Citral is non-acidic.
Citral is high in anti-oxidants.
The list of reputed health benefits of lemon myrtle tea is voluminous. Just some of the disorders it is said to be able to relieve include muscle cramps and spasms, rheumatism, headaches and fevers. Scientific studies have indicated that citral can inhibit the growth of the pathogen which is one of the causes of many gastro-duodenal diseases, including ulcers. It is also said to aid in the reduction of cellulite and the anti-oxidants in citral help boost the immune system. A pleasant tasting tea, it is used alone or in combination with green tea as a caffeine free replacement for coffee and black tea.

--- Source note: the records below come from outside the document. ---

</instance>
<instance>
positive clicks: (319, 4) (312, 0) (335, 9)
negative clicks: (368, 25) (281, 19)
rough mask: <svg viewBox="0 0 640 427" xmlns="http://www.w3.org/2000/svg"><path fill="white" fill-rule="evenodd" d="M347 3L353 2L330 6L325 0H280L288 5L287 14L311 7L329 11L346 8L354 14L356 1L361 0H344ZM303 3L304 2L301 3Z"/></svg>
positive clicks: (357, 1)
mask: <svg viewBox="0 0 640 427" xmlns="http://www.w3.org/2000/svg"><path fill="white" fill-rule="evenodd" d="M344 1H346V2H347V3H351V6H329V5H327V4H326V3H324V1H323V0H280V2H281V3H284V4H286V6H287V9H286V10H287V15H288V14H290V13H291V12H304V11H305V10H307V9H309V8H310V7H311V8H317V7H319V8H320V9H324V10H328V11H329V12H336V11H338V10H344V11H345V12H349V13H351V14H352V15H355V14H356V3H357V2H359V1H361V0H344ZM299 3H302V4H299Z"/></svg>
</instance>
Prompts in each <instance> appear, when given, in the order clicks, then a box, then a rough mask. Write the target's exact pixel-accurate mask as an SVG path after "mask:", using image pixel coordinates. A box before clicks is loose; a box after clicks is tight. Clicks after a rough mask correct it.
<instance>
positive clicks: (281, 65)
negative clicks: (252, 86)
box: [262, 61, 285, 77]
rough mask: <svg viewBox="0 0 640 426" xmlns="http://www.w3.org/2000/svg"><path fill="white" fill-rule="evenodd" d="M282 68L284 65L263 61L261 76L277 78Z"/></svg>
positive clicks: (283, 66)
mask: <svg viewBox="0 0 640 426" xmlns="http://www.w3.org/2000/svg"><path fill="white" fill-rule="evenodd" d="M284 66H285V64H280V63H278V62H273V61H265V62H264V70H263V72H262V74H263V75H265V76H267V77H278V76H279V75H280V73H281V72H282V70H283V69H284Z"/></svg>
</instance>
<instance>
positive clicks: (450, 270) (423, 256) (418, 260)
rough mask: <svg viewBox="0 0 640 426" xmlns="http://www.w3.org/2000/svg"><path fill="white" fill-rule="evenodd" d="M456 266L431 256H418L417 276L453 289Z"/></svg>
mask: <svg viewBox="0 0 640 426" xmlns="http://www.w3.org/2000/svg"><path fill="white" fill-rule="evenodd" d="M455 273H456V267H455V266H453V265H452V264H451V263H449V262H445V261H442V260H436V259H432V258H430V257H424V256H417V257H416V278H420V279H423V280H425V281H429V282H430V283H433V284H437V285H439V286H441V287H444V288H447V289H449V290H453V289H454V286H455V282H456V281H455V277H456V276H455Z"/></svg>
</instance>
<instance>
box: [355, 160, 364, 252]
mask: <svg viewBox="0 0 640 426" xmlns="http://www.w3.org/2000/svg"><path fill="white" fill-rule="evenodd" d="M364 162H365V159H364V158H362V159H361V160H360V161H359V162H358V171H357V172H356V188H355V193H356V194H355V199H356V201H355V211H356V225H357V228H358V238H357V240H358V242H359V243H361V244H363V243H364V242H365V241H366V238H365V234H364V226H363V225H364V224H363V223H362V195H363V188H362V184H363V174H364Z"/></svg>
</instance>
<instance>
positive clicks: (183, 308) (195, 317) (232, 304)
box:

Aromatherapists and herbalists use lemon myrtle and its essential oil for a variety of reasons. No one who has experienced its fragrant aroma denies that it has a wonderfully relaxing effect and it is also said to improve concentration as well as promote better sleep. It is used as an inhalant to treat colds, flus and other congestive disorders. Used topically, it is used to treat a variety of skin conditions, including warts and herpes simplex. Although lemon myrtle oil can be applied to the skin full strength, it is usually advised to dilute it with more neutral vegetable oils.
With so many of our naturally therapeutic herbs and other plants coming from overseas, it's nice to know that some of the best of them, including lemon myrtle tea, come from right here in Australia.